I ended up heading back to my hotel a little later than I'd planned, and I really shocked myself when I told Chip it was nice meeting him and I'd had a good time. Shocked because I meant it. If he'd have been in a different line of work, I'd have tried to stay in touch with him somehow. A girl has to have some standards and not dating drug smugglers was probably a good start. He did tell the truth about Wee Andy's Missus and her cooking, though.

###

It was three weeks before Pogo and Howard passed through the safe house. Until they got there, I was the only one staying in the safe house, although a couple of local guards and a driver were permanently on call. I managed some shipments, using the equipment at the house. I also learned a lot. I traveled to the U-Tapao airfield and watched our shipments get re-palleted and relabeled. None of it stayed in Thailand.

I spent some evenings in Pattaya to get out of the safe house. I managed to learn a few words in Thai, mostly names of food. Much to my eternal regret, I learned that the insanity of the go-go clubs on the ground floor isn't even close to the insanity on the upper floors. After wandering upstairs at the Marilynn A-Go-Go, I mostly stuck to restaurants and the occasional beer bar. I also spent a considerable amount of time re-thinking how anatomy and physics worked and trying to figure out how to clean my brain with bleach and steel wool.
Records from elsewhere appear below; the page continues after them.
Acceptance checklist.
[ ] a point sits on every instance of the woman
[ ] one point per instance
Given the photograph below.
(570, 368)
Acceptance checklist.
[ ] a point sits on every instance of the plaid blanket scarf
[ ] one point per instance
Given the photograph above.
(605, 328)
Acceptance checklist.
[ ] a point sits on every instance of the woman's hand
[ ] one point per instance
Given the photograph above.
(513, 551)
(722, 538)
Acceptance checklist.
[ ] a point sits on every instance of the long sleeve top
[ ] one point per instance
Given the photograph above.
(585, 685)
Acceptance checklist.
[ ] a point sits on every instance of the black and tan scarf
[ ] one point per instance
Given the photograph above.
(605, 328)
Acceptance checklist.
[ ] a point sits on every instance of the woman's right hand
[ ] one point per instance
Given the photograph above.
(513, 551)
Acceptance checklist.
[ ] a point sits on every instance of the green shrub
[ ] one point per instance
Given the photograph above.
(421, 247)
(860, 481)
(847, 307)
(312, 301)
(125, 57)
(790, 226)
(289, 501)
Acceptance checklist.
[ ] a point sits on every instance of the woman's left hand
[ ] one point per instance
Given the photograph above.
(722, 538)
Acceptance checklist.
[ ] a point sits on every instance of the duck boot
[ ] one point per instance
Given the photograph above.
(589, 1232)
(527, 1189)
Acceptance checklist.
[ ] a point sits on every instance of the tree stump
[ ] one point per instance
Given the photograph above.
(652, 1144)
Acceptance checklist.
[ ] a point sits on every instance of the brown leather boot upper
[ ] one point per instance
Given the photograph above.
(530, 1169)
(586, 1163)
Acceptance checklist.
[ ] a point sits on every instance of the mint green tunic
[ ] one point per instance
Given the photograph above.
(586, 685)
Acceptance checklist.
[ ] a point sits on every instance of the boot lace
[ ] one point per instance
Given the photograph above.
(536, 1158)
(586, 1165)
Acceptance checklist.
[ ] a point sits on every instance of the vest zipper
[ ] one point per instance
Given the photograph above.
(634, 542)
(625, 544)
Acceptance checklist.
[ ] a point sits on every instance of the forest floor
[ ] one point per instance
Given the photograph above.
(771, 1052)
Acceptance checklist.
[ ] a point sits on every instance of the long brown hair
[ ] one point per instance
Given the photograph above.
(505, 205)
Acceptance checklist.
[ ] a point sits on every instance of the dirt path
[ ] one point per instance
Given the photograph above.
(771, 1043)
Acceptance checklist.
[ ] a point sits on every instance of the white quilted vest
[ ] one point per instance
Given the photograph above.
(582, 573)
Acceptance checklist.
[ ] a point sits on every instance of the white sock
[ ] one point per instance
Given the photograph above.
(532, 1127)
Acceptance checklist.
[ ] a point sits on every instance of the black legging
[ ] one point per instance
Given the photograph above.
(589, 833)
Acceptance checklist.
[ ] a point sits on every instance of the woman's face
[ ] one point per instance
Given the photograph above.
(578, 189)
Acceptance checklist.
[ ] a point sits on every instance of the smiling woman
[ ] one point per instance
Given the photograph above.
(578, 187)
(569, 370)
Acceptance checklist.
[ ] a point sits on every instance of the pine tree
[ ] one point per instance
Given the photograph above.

I was also pondering the meaning of what I'd learned from Chip, so when Howard and Pogo arrived, I simply sat down and brought it up.

"When am I going to be allowed to really do my job?"
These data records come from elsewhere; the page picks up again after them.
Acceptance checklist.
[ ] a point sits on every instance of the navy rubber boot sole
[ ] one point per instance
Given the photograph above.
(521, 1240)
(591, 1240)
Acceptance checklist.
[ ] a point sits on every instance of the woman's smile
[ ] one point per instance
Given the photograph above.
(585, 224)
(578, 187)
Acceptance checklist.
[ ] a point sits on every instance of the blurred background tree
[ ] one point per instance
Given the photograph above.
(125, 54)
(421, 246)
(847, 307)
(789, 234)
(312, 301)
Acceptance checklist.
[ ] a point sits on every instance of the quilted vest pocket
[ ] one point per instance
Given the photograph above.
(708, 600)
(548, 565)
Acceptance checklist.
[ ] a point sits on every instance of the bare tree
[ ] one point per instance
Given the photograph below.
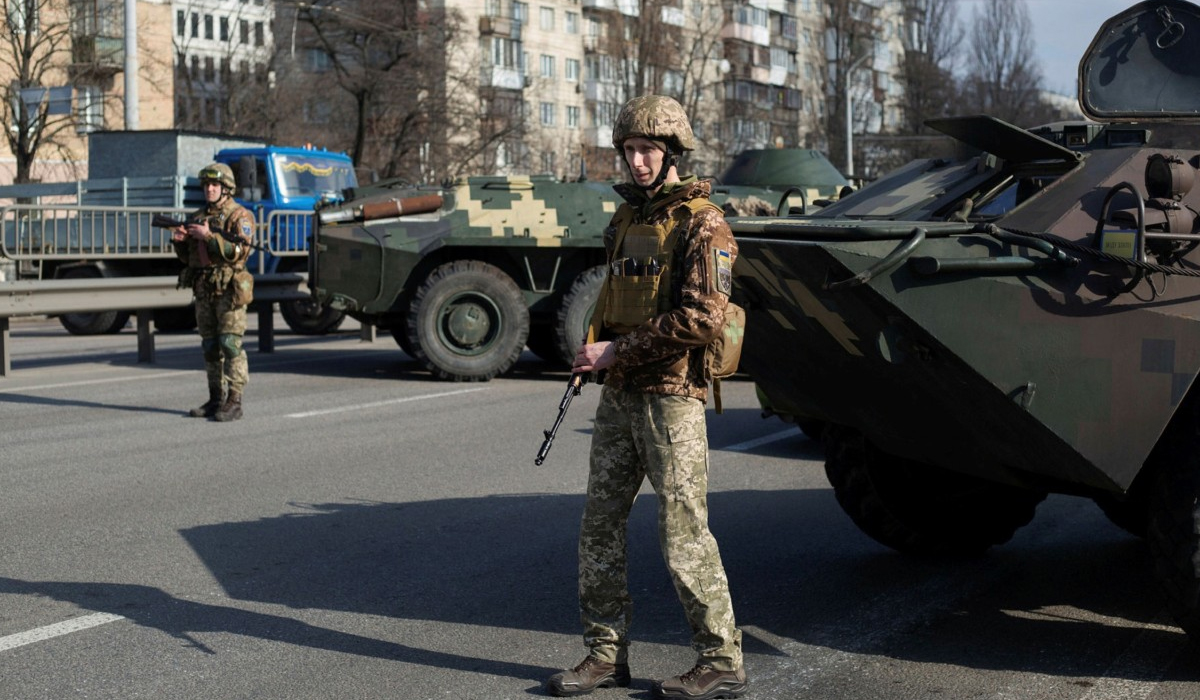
(850, 37)
(1003, 78)
(35, 46)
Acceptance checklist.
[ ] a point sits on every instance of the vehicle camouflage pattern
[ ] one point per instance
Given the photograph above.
(975, 333)
(466, 277)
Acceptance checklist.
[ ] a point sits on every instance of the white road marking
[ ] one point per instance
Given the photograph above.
(761, 441)
(57, 629)
(378, 404)
(105, 381)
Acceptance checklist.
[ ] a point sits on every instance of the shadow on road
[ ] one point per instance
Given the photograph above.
(797, 568)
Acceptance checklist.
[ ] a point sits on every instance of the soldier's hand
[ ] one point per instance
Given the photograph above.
(199, 231)
(593, 357)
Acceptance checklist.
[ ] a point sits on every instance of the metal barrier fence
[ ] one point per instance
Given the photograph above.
(143, 294)
(69, 232)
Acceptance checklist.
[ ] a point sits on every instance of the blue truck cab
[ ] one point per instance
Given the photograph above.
(281, 185)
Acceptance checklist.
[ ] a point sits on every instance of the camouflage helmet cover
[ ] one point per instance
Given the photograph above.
(219, 173)
(654, 117)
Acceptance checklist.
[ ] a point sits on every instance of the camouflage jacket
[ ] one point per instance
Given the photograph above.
(231, 223)
(664, 356)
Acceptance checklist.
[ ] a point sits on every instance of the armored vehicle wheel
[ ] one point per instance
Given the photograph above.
(468, 322)
(97, 322)
(921, 509)
(307, 317)
(575, 312)
(1174, 536)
Neither man looked particularly surprised by that. Howard fixed me with his ice-chip eyes. "Explain."

In for a penny, in for a pound. "I've been doing the simple stuff. Moving the shipments to where they really start going places. We're moving a helluva lot more than just small team stuff, and I knew that. Somebody else is managing the final leg of the shipments. It's damn slow and not being managed right. We're losing time and money, and probably shipments. I can fix that."

Pogo glanced over at Howard. "Told you she'd figure it out. Just a little quicker than I expected." Then back to me. "You sure you want involved in this?"
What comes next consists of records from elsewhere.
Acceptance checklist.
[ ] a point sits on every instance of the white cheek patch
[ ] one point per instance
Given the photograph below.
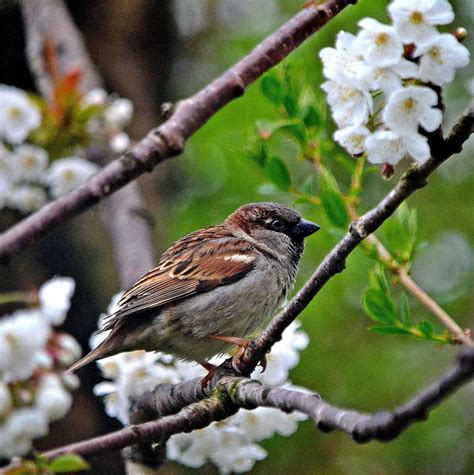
(239, 258)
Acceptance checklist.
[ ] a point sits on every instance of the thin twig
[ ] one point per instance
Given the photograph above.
(334, 262)
(382, 426)
(419, 293)
(169, 138)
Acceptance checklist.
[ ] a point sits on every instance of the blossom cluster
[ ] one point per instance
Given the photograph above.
(29, 175)
(229, 444)
(34, 388)
(382, 81)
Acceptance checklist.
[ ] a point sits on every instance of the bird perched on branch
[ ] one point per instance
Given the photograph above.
(211, 288)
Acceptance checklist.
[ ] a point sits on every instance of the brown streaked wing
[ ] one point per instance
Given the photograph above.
(197, 263)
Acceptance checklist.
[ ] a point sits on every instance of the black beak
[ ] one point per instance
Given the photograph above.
(305, 228)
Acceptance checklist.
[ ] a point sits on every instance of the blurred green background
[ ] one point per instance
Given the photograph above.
(164, 50)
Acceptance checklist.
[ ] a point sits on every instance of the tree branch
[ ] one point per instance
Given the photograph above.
(50, 20)
(382, 426)
(233, 393)
(334, 262)
(168, 139)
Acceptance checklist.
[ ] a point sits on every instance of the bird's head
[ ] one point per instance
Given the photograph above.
(273, 224)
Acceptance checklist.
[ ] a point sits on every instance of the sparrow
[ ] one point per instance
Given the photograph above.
(211, 288)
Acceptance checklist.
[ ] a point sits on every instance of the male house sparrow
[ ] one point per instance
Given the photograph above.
(211, 288)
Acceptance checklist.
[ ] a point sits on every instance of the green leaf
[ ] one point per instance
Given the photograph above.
(291, 106)
(278, 173)
(272, 88)
(335, 208)
(68, 463)
(296, 131)
(404, 309)
(426, 328)
(308, 185)
(329, 182)
(310, 117)
(389, 329)
(412, 225)
(379, 306)
(269, 127)
(378, 280)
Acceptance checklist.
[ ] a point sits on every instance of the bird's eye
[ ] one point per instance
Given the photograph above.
(277, 225)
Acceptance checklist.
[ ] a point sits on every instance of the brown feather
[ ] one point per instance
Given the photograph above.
(184, 270)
"I already am. I signed those manifests on the back end. If something goes wrong, my name is already on it."

Howard nodded slowly. "The military gear in CONEXes is mostly ours, it's all mission specific. When the op is fully sanctioned and overt, we use the Mil-Air. When it isn't..." He shrugged. "We use small carriers, using cover identities. That isn't that often. But since we already move stuff covertly, there are other agencies using us to move cargo, and to protect it if necessary."

"CIA?"

"Sometimes. Sometimes other organizations. There are more of them than you think. Most of them have very narrow mission sets, and they don't have our capabilities. It helps pay the bills, and we get a lot of favors in return."

"I'm not even sure how to ask this. I'm sure there isn't a book or anything, that'd be insanely stupid. But do we have some kind of directory with a listing of the smugglers and mercenary pilots?"

The two exchanged glances, Pogo grinned like a crocodile, then Howard gave a grimace. "Give her the damn book, Pogo."

It wasn't quite as stupid as it sounded, the book Pogo gave me was only part of a three part code; each part of the code was useless without the other two. We also had a program that allowed us to schedule flights, cargo, and passengers as if the schedules were coming from the Royal Thai National Intelligence Agency. I didn't know if it was a hacking program, or some kind of quid-pro-quo agreement with the Thai government. I really, really didn't want to know.